(213b) Superior Composite Oxide Catalysts for Combustion of Volatile Organic Compounds | AIChE

(213b) Superior Composite Oxide Catalysts for Combustion of Volatile Organic Compounds

Authors 

Introduction

Volatile organic compounds (VOC), along with sulfur oxides, nitrogen oxides and ammonia, are among the major contributors to environmental pollution. The primary sources of VOC are emissions from industrial processes and transportation exhaust. In the manufacture of most consumer products, some processing steps involve the use of organic compounds. These VOC may be solvents for pigments, silicones, coating materials, or unreacted feedstock or decomposition products, such as hexane, toluene, alcohols and alkanes.

Catalytic combustion is an efficient approach for VOC abatement at mild temperatures (300-500°C). Typical commercial VOC combustion catalysts are Al2O3-supported Pt and Pd, coated on monoliths. Due to the high cost of the precious metals and poor tolerance to Si and P poisons, alternative low-cost transition metal oxide catalysts have been actively investigated in recent years, including perovskites and mixed transition metal oxides. In this abstract, NexTech Materials will report excellent VOC combustion performance on composite oxide catalysts at low temperatures.

 Materials and Methods

The composite oxide catalysts were prepared using a deposition-precipitation approach.  The catalyst testing was run in a fixed bed reactor under the conditions of 200-400⁰C, 0.05-0.5% VOC and balance air.  The gas compositions were analyzed by GC and MS.

 Results and Discussion

The testing data indicated that composite oxide catalysts could oxidize VOC (e.g., ethane, propane, butane, hexane, butene, toluene and propanol) to CO2 and H2O at 200-500⁰C and gas hourly space velocities of 45,000-150,000 ml/g-hr. The temperature for complete conversion of VOC on the composite oxides was 150⁰C lower than that on conventional precious metal catalysts under the same reaction conditions. The oxide catalysts were also more tolerant to silicon and phosphorous, two common impurities in VOC stream, than the precious metal catalysts.  100% conversion was achieved at 200⁰C for n-propanol and 300⁰C for hexane on SiO2 and P2O5 poisoned composite oxide catalyst. Preliminary lifetime testing results indicated that the catalyst was stable in VOC combustion reactions. Deactivation was not seen during ~900 hrs on stream.

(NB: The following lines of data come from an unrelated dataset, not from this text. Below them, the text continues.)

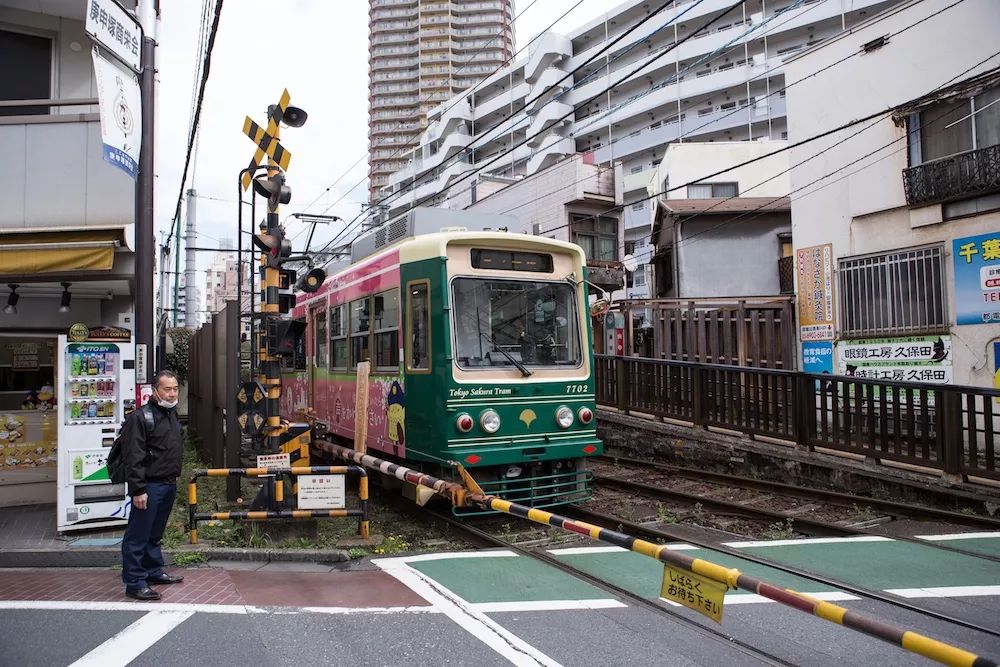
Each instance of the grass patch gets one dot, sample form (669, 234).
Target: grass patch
(185, 558)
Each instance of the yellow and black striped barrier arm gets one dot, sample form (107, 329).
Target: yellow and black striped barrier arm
(361, 511)
(730, 577)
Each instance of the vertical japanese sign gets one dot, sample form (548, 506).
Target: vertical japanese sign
(977, 278)
(814, 266)
(817, 357)
(121, 114)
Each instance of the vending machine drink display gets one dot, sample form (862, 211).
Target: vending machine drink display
(97, 381)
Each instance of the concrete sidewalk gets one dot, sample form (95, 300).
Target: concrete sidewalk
(28, 538)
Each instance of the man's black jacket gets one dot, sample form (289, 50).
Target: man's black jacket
(152, 456)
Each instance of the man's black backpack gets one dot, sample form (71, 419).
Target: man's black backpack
(116, 457)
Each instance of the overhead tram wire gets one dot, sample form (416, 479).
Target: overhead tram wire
(354, 222)
(467, 62)
(207, 60)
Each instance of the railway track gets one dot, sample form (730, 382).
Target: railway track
(801, 524)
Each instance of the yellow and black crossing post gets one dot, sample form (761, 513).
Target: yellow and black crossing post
(278, 332)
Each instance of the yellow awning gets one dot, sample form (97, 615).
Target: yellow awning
(58, 252)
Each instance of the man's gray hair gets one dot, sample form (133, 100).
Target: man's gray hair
(163, 374)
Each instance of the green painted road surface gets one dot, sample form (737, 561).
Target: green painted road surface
(878, 563)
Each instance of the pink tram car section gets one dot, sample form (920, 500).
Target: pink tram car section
(330, 392)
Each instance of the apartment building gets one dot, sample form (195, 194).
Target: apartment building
(668, 81)
(900, 217)
(422, 52)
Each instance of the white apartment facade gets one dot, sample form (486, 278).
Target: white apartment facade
(422, 52)
(909, 202)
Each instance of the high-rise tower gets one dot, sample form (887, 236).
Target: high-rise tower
(420, 54)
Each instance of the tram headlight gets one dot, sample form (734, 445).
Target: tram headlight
(564, 417)
(490, 421)
(464, 423)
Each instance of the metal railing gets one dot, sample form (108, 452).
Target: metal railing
(971, 173)
(950, 428)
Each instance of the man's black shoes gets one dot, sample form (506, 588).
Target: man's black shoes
(146, 594)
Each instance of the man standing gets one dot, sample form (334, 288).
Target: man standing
(153, 452)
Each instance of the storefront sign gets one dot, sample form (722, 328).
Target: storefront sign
(817, 357)
(121, 114)
(815, 294)
(321, 492)
(977, 279)
(693, 591)
(116, 30)
(912, 359)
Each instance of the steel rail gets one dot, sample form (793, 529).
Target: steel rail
(485, 537)
(657, 534)
(469, 493)
(887, 506)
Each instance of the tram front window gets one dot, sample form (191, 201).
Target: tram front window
(515, 322)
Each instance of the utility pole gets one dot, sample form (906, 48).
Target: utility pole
(144, 236)
(190, 305)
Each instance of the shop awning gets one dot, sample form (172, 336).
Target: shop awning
(59, 251)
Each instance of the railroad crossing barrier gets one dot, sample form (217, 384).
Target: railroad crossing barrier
(471, 494)
(278, 496)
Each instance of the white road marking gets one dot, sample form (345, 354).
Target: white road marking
(957, 536)
(475, 622)
(945, 591)
(573, 551)
(547, 605)
(811, 540)
(128, 644)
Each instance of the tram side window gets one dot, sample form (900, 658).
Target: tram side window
(320, 341)
(338, 336)
(387, 329)
(418, 326)
(360, 329)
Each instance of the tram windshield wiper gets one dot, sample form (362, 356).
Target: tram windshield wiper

The composite oxide catalysts were conducted to ethanol combustion testing for bakery exhaust treatment as well as hydrocarbon and CO combustion testing for lean-burn natural gas combustion engine. Sulfur tolerance has been improved on some oxide catalysts, which is critical for natural gas engine applications. The above results have demonstrated that the low-cost transition metal oxides are good catalyst candidates for VOC removal.

The catalysts were characterized with BET, TPR, XRD and TEM. TEM analysis showed that nano-size particles (5-10 nm) and sub-micron size (0.05-0.2 micron) were formed on the catalysts. The nano-sized particles contributed to the high combustion activity.